By Darryl Gove on Jul 02, 2009
Interesting slidecast with audio from the BBC on the history of computers in the valley. Runs about 5 minutes, so there's not much detail, but some interesting images.
The article describes how multi-core computing is hard. Here's a snippet of it:
"For exciting, also read 'complicated'; this presents huge programming challenges as we have to address the immensely complex interplay between multiple processors (think of a juggler riding a unicycle on a high wire, and you're starting to get the idea)."

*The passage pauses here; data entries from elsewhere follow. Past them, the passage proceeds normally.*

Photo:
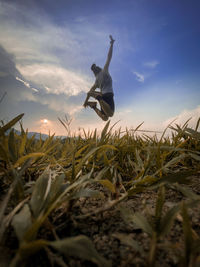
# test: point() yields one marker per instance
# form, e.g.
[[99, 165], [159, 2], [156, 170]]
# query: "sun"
[[45, 121]]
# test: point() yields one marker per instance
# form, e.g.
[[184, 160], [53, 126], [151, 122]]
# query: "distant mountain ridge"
[[37, 135]]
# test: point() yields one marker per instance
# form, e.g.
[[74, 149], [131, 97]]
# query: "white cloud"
[[181, 118], [139, 76], [151, 64], [55, 79]]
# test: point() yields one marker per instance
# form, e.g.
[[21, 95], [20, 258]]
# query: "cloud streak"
[[151, 64]]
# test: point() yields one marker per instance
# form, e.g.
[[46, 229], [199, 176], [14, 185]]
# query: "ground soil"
[[102, 229]]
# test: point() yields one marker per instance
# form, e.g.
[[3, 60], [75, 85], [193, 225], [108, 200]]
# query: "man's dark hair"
[[95, 69]]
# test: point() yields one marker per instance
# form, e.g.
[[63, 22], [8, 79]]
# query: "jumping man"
[[104, 83]]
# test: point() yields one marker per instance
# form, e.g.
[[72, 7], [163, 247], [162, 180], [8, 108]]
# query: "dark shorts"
[[108, 98]]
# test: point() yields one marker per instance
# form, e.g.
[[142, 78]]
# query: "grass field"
[[114, 199]]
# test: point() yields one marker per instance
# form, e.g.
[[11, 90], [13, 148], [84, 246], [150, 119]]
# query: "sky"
[[47, 48]]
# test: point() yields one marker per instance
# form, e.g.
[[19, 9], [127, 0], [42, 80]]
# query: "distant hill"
[[37, 135]]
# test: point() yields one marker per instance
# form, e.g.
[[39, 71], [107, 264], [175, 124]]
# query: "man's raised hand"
[[111, 39]]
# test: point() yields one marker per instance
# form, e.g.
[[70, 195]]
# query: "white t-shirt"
[[104, 82]]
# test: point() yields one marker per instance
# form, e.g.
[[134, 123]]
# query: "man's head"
[[95, 69]]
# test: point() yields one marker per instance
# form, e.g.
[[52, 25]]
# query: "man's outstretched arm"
[[109, 53]]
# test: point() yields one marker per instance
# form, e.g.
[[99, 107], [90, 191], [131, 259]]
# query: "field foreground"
[[108, 200]]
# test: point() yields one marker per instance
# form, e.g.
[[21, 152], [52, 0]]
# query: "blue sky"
[[47, 48]]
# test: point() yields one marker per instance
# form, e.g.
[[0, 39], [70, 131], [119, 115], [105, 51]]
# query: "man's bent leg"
[[101, 114], [106, 108]]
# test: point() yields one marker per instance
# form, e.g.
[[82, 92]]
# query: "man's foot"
[[92, 104]]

Now, I just happened to see this particular article, but there's plenty of other places where the same meme appears. And yes, writing a multi-threaded application can be very complex, but probably only if you do it badly I mean just how complex is:
#pragma omp parallel for
Ok, so it's not fair comparing using OpenMP to parallelise a loop with writing some convoluted juggler riding unicycle application, but let's take a look at the example he uses:
"Handwriting recognition systems, for example, work by either identifying pen movement, or by recognising the written image itself. Currently, each approach works, but each has certain drawbacks that hinder adoption as a serious interface.
Now, with a different processor focusing on each recognition approach, learning our handwriting style and combining results, multi-core PCs will dramatically increase the accuracy of handwriting recognition."
This sounds like a good example (better than the old examples of using a virus scanner on one core whilst you worked on the other), but to me it implies two independent tasks. Or two independent threads. Yes, having a multicore chip means that the two tasks can execute in parallel, but assuming a sufficiently fast single core processor we could use the same approach.
So yes, to get the best from multi-core, you need to use multi-threaded programming (or multi-process, or virtualisation, or consolidation, but that's not the current discussion). But multi-threaded programming, whilst it can be tricky, is pretty well understood, and more importantly, for quite a large range of codes easy to do using OpenMP.
So I'm going to put it the other way around. It's easy to find parallelism in today's environment, from the desktop, through gaming, or numeric codes. There's abundant examples of where many threads are simultaneously active. Where it gets really exciting (for exciting read "fun") is if you start looking at using CMT processors to parallelise things that previously were not practical to run with multiple threads.